User Guide > User Guide > Using External Tables
Was this helpful?
Using External Tables
Introduction to External Tables
The External Tables feature lets you read from and write to data sources stored outside of Vector. The data source must be one that Apache Spark is able to read from and write to, such as files stored in formats like Parquet, ORC, JSON, or tables in external database systems.
The syntax CREATE EXTERNAL TABLE creates a Vector table that points at existing data files in locations outside the Vector data directories. This feature eliminates the need to import the data into a new table when the data files are already in a known location, in the desired file format.
After the data file structure is mapped to Vector format using the CREATE EXTERNAL TABLE statement, you can:
Select, join, or sort external table data
Create views for external tables
Insert data into external tables
Import and store the data into a Vector database
The data is queried from its original locations and Vector leaves the data files in place when you drop the table.

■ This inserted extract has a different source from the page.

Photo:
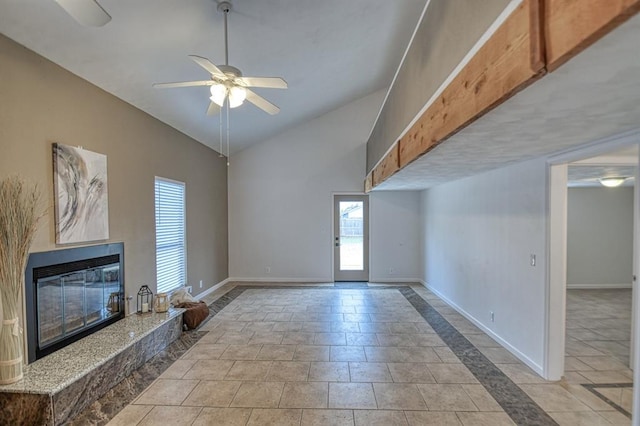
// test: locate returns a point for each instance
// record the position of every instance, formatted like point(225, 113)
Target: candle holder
point(144, 303)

The following statements cannot be performed against external tables:
MODIFY
CREATE INDEX
How External Tables Work
Vector leverages Apache Spark's extensive connectivity through the Spark-Vector Connector for the External Tables functionality. The External Tables architecture is composed of two main components:
Spark-Vector Provider
Vector
Vector receives queries operating on external tables from the user, rewrites them into JSON requests for external data, which are sent to the Spark-Vector Provider. The Spark-Vector Provider is a Spark application that behaves as a multi-threaded Spark server. It receives requests from Vector, translates them into Spark jobs, and launches them. These jobs typically issue queries (to SparkSQL) like "INSERT INTO vector_table SELECT * FROM external_resource" for reading external data or "INSERT INTO external_resource SELECT * FROM vector_table" for writing to external systems. Finally, these jobs use the Spark-Vector Connector to push and pull data in and out of Vector.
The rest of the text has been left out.